IN the remarkable novel; Cry the Beloved Country by Alan Paton, the narrator comments on a South African courtroom: “You may not smoke in the Court, you may not whisper or speak or laugh. You must dress decently, and if you are a man, you may not wear your hat unless such is your religion. This is in honour of the judge …and in honour of the Law behind the Judge, and in honour of the People behind the Law”.

On January 15, 2018, the Judicial Service Commission (JSC) held ceremonies in Harare, Bulawayo and Masvingo to mark the opening of the 2018 legal year. Chief Justice Luke Malaba officially opened the main gathering at Mashonganyika Building, which houses the Supreme and Constitutional Courts in Harare. In his address, Chief Justice Malaba emphasised the importance of the rule of law and respect of the judiciary as it is a vital branch of the government.

In line with the quotation from the novel which illustrates compliance with rules of behaviour and etiquette in the courtroom, these reflect our respect as citizens, of not only the judge, but more importantly of the law itself and our justice system whose ideals are fairness and equality of treatment.
Etiquette is essential for making a good first impression. This is true especially in the courtroom where there are many stated and unstated rules of conduct for litigants, attorneys, jurors and other attendees.

During the first week of the law courses I attended at a local university, the lecturer there taught the class professional basics of how one should conduct him/herself in a courtroom. He told us that many legal practitioners today are successful in their careers because they are bound to ethics and rules of professionalism.

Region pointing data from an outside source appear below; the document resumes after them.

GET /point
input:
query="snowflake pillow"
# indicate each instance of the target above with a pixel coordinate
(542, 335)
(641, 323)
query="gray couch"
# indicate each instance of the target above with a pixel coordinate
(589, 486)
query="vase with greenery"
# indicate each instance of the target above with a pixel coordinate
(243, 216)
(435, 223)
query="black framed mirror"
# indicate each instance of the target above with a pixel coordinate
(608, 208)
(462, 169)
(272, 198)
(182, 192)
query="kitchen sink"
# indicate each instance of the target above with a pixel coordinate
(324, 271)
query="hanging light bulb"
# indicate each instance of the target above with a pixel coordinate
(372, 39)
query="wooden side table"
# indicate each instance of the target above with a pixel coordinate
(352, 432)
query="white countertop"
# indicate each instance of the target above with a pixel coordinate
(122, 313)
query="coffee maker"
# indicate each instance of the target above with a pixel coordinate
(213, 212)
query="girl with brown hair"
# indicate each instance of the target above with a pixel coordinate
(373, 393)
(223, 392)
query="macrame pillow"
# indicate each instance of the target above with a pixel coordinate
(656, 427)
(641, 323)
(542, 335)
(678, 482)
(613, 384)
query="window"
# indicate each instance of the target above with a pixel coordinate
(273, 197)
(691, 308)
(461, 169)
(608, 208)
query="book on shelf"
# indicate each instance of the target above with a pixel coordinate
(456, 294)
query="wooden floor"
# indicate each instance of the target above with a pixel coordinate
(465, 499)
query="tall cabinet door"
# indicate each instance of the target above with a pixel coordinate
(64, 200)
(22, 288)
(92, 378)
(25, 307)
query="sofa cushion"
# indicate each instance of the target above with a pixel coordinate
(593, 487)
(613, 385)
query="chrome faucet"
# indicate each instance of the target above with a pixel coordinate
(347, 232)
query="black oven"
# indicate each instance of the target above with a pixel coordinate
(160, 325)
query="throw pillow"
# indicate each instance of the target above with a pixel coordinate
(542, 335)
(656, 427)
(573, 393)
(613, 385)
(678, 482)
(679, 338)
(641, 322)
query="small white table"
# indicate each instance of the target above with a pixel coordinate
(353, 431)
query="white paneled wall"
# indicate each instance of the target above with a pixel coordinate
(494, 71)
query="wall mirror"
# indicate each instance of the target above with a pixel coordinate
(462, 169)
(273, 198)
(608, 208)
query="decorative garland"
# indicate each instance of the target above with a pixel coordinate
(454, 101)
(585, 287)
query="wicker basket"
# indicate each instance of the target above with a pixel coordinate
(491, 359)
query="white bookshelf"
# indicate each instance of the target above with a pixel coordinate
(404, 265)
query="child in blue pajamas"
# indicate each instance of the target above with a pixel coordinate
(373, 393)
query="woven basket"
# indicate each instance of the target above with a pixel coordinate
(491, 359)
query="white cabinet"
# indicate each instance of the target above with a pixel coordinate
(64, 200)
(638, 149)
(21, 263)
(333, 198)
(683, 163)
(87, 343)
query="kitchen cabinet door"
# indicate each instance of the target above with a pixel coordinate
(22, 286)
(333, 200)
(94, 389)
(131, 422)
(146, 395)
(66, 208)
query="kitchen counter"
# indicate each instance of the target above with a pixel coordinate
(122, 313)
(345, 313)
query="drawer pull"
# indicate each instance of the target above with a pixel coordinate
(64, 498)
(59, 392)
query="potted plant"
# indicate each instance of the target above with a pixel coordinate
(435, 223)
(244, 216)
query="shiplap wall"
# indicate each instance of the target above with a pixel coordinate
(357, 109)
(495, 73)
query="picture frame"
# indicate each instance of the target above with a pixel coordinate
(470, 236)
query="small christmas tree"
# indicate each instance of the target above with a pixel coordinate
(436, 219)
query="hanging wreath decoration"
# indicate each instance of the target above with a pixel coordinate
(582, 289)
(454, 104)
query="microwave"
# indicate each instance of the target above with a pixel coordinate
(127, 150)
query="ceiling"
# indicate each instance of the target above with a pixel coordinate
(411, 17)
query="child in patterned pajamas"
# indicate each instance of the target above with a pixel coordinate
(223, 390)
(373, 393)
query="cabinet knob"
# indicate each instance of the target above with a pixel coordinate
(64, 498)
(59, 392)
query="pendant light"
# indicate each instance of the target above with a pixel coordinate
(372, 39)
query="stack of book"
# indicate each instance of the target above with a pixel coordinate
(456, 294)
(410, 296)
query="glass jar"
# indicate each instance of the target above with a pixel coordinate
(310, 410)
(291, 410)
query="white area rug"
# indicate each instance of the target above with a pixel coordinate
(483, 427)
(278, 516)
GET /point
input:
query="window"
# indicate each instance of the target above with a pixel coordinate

Every law student is taught that the judge does not only represent the ultimate authority in the court, but also the law. This is why when a person addresses the court; the judge is the main focal point.

Furthermore, I learned that, when the judge enters the courtroom, you stand up and you do not sit down until he/she does. Although some clients and witnesses feel that the courtroom protocols are just too sophisticated for a client, witness or just an ordinary observer, from my experience, paying attention to the courtroom drills may help sway a judge and jury in favour of the defendant.

Be at least 15 to 30 minutes early for court: Being late for your hearing will destroy your morale from within. Arrive at least 15 to 30 minutes prior to the kickoff of the hearing. This allows you to get a seat and get comfortable. Make sure in the 15 to 30 minutes, you consider the time it will take you to go through security. You may be searched before entering the courthouse and/or before entering any particular courtroom. Court security officers may ask to search your belongings.

To be on the professional side, make sure you do not have any pocket knives, food or beverages or anything that may be confiscated. There is no coincidence in the justice system, save yourself the embarrassment.

Apart from considering security checks, you will use the rest of the 30 minutes to check the daily hearing list for the courtroom and time. If the matter in which you are interested in is not on the list, ask a member of the court staff to direct you to the counter where someone can look up where and when the matter is being heard. All this can be done if you arrive on time.

Electronic gadgets are not permitted: Members of the public are not allowed to use electronic devices, for example, cameras, cellphones, recording devices etc. unless the presiding judge orders otherwise. Counsel, parties and members of the media may use electronic devices subject to certain conditions and restrictions. Most court proceedings are open to the public. Sometimes judges may order in camera (in private) (in chambers) proceedings, where mostly cases of national security are involved. If a notice is put on the courtroom door, notifying the public that the hearing is not open to them, do not enter.

Court Attire: Hats or headwear are not permitted except for religious reasons. You will appear polite when you remove your sunglasses before entering the courtroom. I have seen some people who rest their sunglasses just above their forehead, while this may be considered stylish at your friends get together; don’t try this in front of a magistrate. Wear clean and neat clothing, don’t go dressed in a T-shirt, shorts or flip flops.

Every time I put on a suit and a tie, I feel good and I smile frequently to prove my innocence- I recommend you to dress to express when going for court, unless you have an objection.

The court staff is not there to offer the defendant any legal advice; instead it is responsible for maintaining security and decorum in the courtroom. Be fair enough and comply with their directives.

However, as the 2018 legal year rolls out, I encourage everyone who will be taking part in court proceedings not to recycle the old etiquette myths. It is our collective responsibility as citizens to honor the laws behind the courtroom, to honor the law behind the judge and to honor the people behind the law. Let us all rise and keep standing for the practice of good manners and behaviour in all corners of our communities.

-Justice Simango is a Business Etiquette and Grooming Consultant who writes in his own capacity. He is a member of Toastmasters International.